There’s no reason we couldn’t do (A) and (B) in parallel.

Michael is suggesting doing (A) in GHC’s tree, but with a clearly-declared intent to bring it out as a separate library.   (I’d advocate making it a separate library in GHC’s tree; we already have a number of those.

That would leave Sophie free to do (B) free of the constraints of GHC depending on it; but we could always use it later.

Does that sound plausible?  Do we know of any other Hoopl users?


From: Sophie Taylor [mailto:sophie at]
Sent: 11 June 2017 14:09
To: Michal Terepeta <michal.terepeta at>; Simon Peyton Jones <simonpj at>; ghc-devs <ghc-devs at>
Cc: Kavon Farvardin <kavon at>
Subject: Re: Removing Hoopl dependency?

Hello, fellow workers!

So, I'll pop in here with my thoughts.

I'm writing an independent intermediate language library for functional languages, and I looked at using Hoopl. I would use it, but there are several reasons why I'm not currently doing so:

1) Combining facts from different domains through fancy lattice algorithms. This is fairly straightforward to add to Hoopl with minimal extra API change.

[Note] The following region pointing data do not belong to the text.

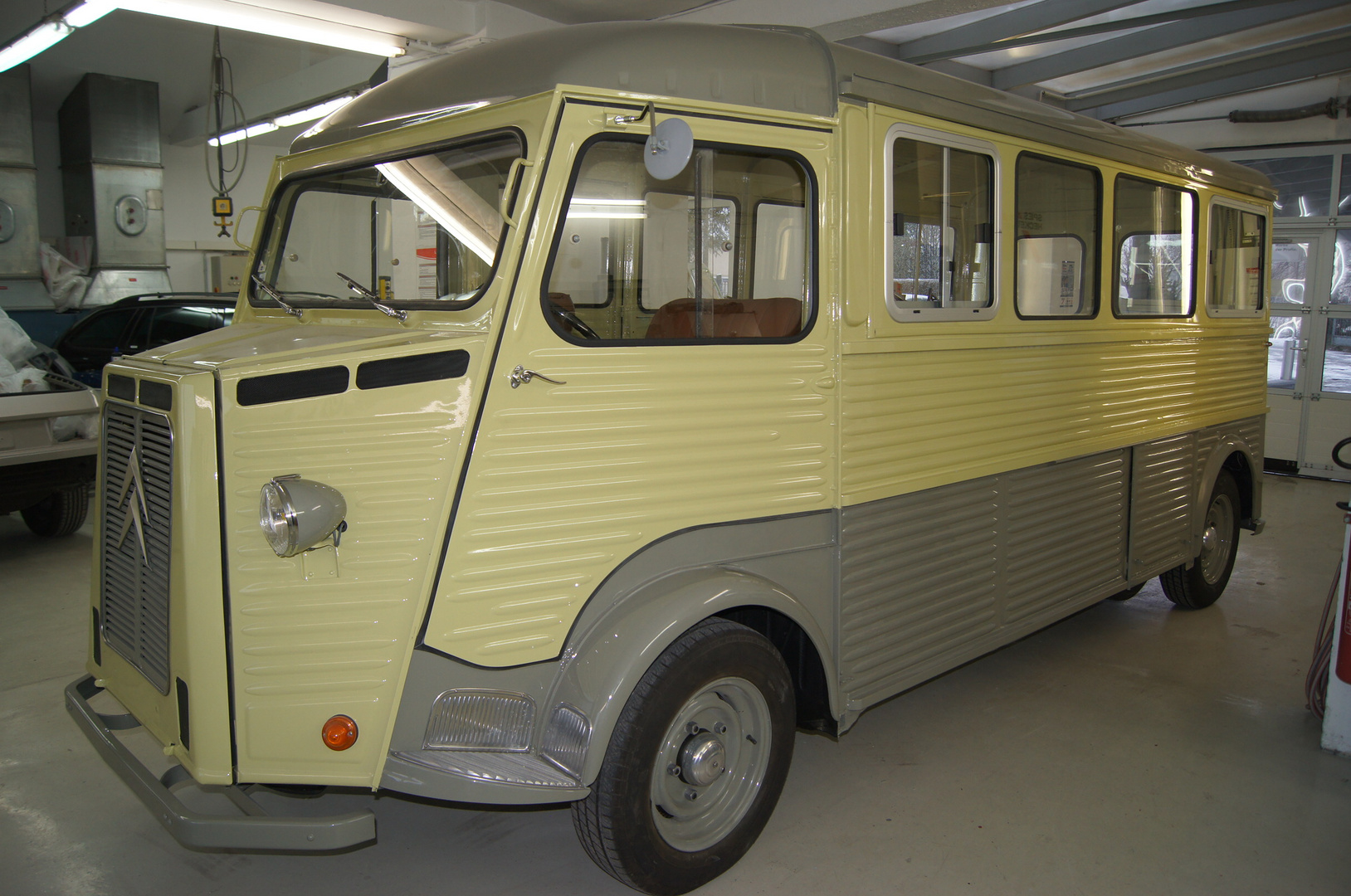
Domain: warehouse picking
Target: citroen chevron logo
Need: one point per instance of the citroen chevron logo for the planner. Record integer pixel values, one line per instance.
(133, 502)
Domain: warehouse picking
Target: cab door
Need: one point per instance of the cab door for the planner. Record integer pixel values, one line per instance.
(666, 363)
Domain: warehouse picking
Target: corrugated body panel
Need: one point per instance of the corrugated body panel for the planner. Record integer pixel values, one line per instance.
(1163, 496)
(914, 419)
(918, 579)
(569, 480)
(329, 631)
(1064, 531)
(135, 538)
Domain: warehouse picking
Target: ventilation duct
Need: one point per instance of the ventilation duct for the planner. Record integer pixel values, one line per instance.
(21, 268)
(1329, 109)
(114, 184)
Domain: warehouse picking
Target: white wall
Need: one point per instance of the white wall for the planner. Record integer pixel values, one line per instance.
(191, 232)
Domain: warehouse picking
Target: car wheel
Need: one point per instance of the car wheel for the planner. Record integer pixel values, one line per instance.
(1202, 582)
(696, 762)
(58, 514)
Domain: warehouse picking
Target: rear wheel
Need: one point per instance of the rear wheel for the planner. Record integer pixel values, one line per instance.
(1202, 582)
(696, 762)
(58, 514)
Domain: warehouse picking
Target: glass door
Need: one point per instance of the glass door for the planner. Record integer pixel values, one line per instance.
(1290, 292)
(1329, 406)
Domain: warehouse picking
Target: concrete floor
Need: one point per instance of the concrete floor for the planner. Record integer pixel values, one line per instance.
(1129, 749)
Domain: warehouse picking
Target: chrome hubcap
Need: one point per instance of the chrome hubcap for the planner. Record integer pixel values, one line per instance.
(1217, 541)
(701, 758)
(711, 764)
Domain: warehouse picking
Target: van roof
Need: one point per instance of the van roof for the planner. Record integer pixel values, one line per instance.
(768, 66)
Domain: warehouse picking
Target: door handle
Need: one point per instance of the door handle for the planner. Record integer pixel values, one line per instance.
(520, 376)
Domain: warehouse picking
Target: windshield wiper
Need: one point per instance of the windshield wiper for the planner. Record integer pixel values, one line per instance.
(276, 296)
(372, 298)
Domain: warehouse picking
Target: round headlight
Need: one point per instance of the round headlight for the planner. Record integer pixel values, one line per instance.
(297, 514)
(277, 518)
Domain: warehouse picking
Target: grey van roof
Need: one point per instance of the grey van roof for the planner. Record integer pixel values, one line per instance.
(766, 66)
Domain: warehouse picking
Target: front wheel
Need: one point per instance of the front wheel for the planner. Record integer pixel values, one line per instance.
(58, 514)
(1202, 582)
(696, 762)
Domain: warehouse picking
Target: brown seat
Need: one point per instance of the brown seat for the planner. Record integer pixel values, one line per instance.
(727, 319)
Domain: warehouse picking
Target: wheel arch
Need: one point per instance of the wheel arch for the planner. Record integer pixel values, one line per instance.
(606, 661)
(1232, 453)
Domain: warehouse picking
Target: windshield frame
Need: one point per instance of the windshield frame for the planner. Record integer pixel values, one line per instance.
(266, 257)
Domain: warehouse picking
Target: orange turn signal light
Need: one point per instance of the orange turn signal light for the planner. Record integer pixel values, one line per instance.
(339, 733)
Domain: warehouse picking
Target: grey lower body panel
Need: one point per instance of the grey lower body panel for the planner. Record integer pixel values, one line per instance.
(254, 830)
(933, 579)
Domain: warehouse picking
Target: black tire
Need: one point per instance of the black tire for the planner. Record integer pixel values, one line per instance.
(58, 514)
(1127, 593)
(722, 683)
(1202, 582)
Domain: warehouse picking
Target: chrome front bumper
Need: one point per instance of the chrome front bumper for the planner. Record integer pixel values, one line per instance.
(254, 830)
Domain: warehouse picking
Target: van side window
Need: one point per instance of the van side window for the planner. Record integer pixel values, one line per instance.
(942, 234)
(1154, 227)
(1056, 211)
(723, 251)
(1236, 261)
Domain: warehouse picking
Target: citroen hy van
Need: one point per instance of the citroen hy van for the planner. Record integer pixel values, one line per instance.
(608, 403)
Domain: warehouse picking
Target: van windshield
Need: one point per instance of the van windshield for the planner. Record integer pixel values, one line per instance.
(421, 231)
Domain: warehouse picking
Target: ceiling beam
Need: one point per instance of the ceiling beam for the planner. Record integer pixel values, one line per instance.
(1015, 23)
(1089, 30)
(1151, 41)
(1238, 76)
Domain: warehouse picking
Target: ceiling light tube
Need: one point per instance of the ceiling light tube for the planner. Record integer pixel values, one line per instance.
(88, 12)
(234, 137)
(243, 17)
(32, 43)
(311, 113)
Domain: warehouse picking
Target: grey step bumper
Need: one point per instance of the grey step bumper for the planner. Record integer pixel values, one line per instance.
(254, 830)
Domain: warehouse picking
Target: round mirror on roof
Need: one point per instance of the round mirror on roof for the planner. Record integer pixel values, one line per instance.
(668, 150)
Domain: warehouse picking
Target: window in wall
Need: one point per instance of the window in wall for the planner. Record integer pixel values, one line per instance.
(1344, 193)
(1236, 260)
(942, 211)
(1155, 249)
(1303, 183)
(1058, 208)
(723, 251)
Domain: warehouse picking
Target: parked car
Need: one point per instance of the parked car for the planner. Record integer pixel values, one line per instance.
(49, 441)
(138, 324)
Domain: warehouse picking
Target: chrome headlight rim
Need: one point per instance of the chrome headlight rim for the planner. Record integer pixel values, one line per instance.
(276, 489)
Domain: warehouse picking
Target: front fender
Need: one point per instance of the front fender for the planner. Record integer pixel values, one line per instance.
(607, 660)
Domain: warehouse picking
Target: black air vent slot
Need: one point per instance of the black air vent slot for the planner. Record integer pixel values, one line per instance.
(120, 387)
(290, 387)
(417, 368)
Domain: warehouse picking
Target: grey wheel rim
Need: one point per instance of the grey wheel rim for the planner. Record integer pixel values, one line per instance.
(1217, 539)
(711, 764)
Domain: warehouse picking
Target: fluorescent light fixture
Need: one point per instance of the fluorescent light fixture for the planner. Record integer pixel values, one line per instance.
(32, 43)
(607, 208)
(243, 17)
(297, 116)
(234, 137)
(310, 114)
(88, 12)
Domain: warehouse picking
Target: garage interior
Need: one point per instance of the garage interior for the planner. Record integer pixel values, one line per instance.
(1133, 747)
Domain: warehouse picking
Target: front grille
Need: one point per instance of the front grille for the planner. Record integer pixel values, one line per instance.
(137, 518)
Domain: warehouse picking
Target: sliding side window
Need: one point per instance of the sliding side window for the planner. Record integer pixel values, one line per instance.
(940, 212)
(1154, 227)
(1238, 240)
(1058, 208)
(723, 251)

2) I wanted to write my data facts as a type-level list, `freer-effects` style, in order to be more explicit in my types about dependencies between analyses. This would require significantly altering the API.

3) Its own custom graph code. This is the biggest reason why I decided not to. Some problems:
  * It seems impossible to change the topology of the graph in a rewriting step.
  * I wanted to use term hypergraphs/hyperjungles due to some pretty nifty properties
  * The intermediate language I'm implementing, a derivative of Graph Reduction Intermediate Notation, aka GRIN from UHC, is, as its name implies, intrinsically graph-based. Thus, graph manipulation has to be pretty easy to do.

So instead, I've decided to optimise another hypergraph library (`graph-rewriting` - I'm going to be rewriting it to use an inductive representation a la FGL)  and implement a generic, Hoopl-esque analysis library on top of that. (Or more accurately, that is my plan for the next six months - I've been sidetracked getting parsing to work nice with an effect-based stack!)

So, if Hoopl2 does become a thing, I'd be very keen on working on it, but if I were to actually use it myself, it'd probably require a complete rewrite. Fortunately, it's a pretty small library; and for GHC, its current usage is a pretty straightforward usecase which shouldn't be affected too much. That being said, if GHC were to better use Hoopl (e.g. moving some of the optimisations on Core to be Hoopl-based passes) then it would be a different story.

So I guess I'm volunteering to do the rewrite for a potential Hoopl2 if it's wanted, as I'm about to do pretty much that anyway.


On Fri, 9 Jun 2017 at 22:31 Michal Terepeta <michal.terepeta at<mailto:michal.terepeta at>> wrote:
> On Fri, Jun 9, 2017 at 9:50 AM Simon Peyton Jones <simonpj at<mailto:simonpj at>> wrote:
> > Maybe this is the core of our disagreement - why is it a good idea to have Hoopl as a separate package in the first place?
> One reason only: because it makes Hoopl usable by compilers other than GHC.  And, dually, efforts by others to improve Hoopl will benefit GHC.
> > If I proposed extracting parts of Core optimizer to a separate package, wouldn't you expect some really good reasons for doing this?
> A re-usable library should be
> a)      a significant chunk of code,
> b)      that can plausibly be re-purposed by others
> c)      and that has an explicable API
> I think the Core optimiser is so big, and so GHC specific, that (b) and (c) are unlikely to hold.  But we carefully designed Hoopl from the ground up so that it was agnostic about the node types, and so can be re-used for control flow graphs of many kinds.  It’s designed to be re-usable.  Whether it is actually re-used is another matter, of course.  But if it’s part of GHC, it can’t be.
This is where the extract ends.